In moving against Bextra, the FDA said it was concerned not only with possible cardiovascular problems but also with potentially fatal skin reactions experienced by a small but troubling number of patients. Galson said Bextra did not pose greater cardiovascular risks than Celebrex, Vioxx or other COX-2 inhibitors -- a subclass of anti-inflammatory drugs -- but had to be withdrawn because it carried the additional heightened skin risk.

Pfizer said that it is suspending Bextra sales in the United States and the European Union at the request of the FDA and European regulators but that it "respectfully disagrees" with the FDA's assessment and wants eventually to resume selling the drug. "For now, patients should stop taking Bextra and contact their physicians about appropriate treatment options," the company said in a statement.

In addition to requesting the withdrawal of Bextra, the FDA said it had asked Pfizer to revise the labeling of Celebrex to include a stern black-box warning and a guide to alert consumers to the increased risk of cardiovascular events, primarily heart attacks and strokes. The agency said it would require black-box warnings on all other prescription NSAIDs and wants manufacturers of similar over-the-counter drugs to include "more specific information about the potential [cardiovascular and gastrointestinal] risks," as well as a warning about potential skin reactions. That request applies to popular nonprescription painkillers containing ibuprofen (sold under brand names such as Motrin and Advil) and naproxen (Aleve).

Wood, the chairman of the FDA expert panel, supports these new warning requirements, but he said they should be different from those on the COX-2 inhibitors.
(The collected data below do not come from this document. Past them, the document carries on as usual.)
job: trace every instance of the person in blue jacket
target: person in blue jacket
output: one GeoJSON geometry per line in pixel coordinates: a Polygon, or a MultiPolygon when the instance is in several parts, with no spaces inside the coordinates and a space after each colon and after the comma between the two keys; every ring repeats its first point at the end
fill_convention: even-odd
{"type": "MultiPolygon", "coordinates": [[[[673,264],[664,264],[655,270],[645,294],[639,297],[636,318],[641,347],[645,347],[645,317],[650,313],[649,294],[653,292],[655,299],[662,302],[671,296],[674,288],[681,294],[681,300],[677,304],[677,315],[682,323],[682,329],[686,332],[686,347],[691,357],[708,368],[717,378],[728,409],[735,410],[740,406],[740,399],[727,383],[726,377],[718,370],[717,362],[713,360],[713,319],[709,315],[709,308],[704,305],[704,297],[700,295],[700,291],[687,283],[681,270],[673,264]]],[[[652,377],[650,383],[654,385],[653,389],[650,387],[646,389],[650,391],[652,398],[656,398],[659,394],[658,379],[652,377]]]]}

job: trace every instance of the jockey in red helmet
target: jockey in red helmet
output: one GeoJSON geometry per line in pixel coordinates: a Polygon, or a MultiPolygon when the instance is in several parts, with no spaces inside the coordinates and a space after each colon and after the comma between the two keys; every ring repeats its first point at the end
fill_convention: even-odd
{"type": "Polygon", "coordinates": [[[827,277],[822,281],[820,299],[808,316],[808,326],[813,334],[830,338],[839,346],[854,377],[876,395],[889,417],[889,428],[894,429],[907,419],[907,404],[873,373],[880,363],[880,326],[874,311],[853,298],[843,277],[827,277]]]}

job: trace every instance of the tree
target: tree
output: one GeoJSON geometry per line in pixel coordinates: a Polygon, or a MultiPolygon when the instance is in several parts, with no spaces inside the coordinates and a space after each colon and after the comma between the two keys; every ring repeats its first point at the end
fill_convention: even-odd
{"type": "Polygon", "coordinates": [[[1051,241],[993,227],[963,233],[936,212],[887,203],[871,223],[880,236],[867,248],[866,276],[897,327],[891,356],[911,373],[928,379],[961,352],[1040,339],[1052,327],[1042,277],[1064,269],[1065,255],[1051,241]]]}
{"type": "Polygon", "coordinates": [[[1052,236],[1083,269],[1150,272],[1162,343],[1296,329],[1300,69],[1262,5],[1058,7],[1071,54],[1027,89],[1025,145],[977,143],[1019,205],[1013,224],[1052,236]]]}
"We know from the data that Celebrex and other COX-2s carry cardiovascular and other risks, but we don't really know yet that the other non-steroidals do," he said. "They might, and we should be careful as we do more research, but we just don't know yet."

Sen. Charles E. Grassley (R-Iowa), a vocal critic of the FDA, said he was encouraged but remained skeptical of the agency.

"It will be good news if today's action, which goes further than the recommendations of the FDA's advisory panel, is a turning point and indicates a more independent Food and Drug Administration," he said. "What's happened with these painkillers has been a confusing saga for the people who need pain relief, and that can be attributed to systemic failures by the FDA and misplaced priorities of the drug industry."